What does it mean when the heartbreaker wants to visit?
November 8, 2010 9:39 AM Subscribe
The man who broke my heart five months ago is coming to visit me in my new town. I'd like to see him, but don't want to be disappointed again. How, if at all, can I make the most of his visit? Details inside.
posted by Ventre Mou to Human Relations (41 answers total) 4 users marked this as a favorite
I moved away from NYC five months ago for a year-long job. When I took the position, I planned to move back to the city at the end of the year, to resume my life with my then-boyfriend of three years. Instead, he broke up with me a few weeks before I moved.
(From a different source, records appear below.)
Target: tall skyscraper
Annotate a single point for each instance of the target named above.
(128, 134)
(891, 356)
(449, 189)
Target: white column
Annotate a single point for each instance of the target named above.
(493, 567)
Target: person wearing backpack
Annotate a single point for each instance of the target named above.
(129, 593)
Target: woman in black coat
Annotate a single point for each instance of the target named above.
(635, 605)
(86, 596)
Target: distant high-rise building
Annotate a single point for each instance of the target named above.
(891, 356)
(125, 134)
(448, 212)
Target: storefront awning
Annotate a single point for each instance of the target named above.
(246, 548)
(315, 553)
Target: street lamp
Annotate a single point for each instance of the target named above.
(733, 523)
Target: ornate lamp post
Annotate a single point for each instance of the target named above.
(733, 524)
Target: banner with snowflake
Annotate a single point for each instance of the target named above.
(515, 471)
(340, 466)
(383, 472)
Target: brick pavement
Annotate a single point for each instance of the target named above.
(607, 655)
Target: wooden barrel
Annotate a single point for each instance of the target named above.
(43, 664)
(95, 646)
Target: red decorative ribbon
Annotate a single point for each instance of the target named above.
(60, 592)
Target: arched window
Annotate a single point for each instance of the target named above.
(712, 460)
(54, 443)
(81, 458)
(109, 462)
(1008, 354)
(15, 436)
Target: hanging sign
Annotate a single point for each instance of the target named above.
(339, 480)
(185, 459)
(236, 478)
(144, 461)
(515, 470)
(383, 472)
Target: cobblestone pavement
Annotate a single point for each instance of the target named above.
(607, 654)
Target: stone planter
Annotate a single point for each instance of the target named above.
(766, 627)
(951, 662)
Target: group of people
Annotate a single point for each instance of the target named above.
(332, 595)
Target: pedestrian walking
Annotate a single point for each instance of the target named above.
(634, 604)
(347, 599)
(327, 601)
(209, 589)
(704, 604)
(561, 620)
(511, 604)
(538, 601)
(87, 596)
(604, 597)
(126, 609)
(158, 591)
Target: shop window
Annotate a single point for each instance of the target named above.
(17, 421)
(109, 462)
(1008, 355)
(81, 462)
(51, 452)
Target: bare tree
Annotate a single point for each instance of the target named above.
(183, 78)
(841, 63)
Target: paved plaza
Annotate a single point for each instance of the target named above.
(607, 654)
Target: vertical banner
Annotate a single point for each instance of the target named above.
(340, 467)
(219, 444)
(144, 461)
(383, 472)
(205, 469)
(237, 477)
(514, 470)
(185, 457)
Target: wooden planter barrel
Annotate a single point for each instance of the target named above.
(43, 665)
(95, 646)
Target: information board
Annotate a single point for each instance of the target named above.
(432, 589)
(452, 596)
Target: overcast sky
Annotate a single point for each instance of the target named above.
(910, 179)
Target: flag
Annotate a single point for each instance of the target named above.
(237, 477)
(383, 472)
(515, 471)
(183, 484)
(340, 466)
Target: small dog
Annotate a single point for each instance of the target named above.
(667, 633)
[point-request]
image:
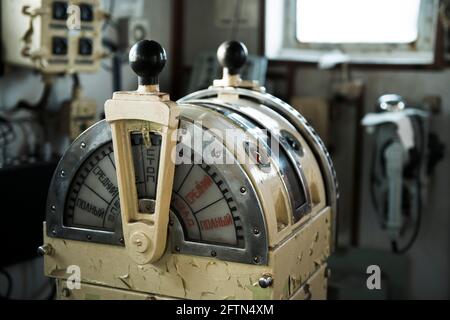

The break-up was precipitated by an incident where I got upset with him for being insensitive and he basically said it was the final straw, that my cons outweighed my pros.
Since I moved to this new town, he has called every few weeks, though I've asked him not to. He wrote me a very intelligent letter about how he keeps everyone in his life at a distance, including me. I understood the letter to mean that he could see his role in the demise of our relationship, but he was sure that he made the right decision when he ended it. I received the letter in September. He called a few days ago to say he wants to visit me. He bought a ticket. Of course I want to see him, but I'm really confused about what it means, what it could mean, and what power I have to demand that it mean the only thing that will really be acceptable to me -- that he wants to have a relationship with me again.
I asked him to think about what the visit would signify. He said he would, but kind of jokingly, like I was being too serious. As I'm writing this I'm seeing the danger in the situation more clearly. I expect many of you will say that I should not let him come. But those of you who have experienced happy endings, who have molded a troubled relationship into a healthy one, what would you advise? He and I love each other very much. Our connection is strong. The problem is that we both have problems, and we have not figured out a way to deal with our own problems and support each other and keep loving each other. I'm in therapy and have been for a few years. He is not, though I think he'd benefit from it. Thanks in advance for your thoughts.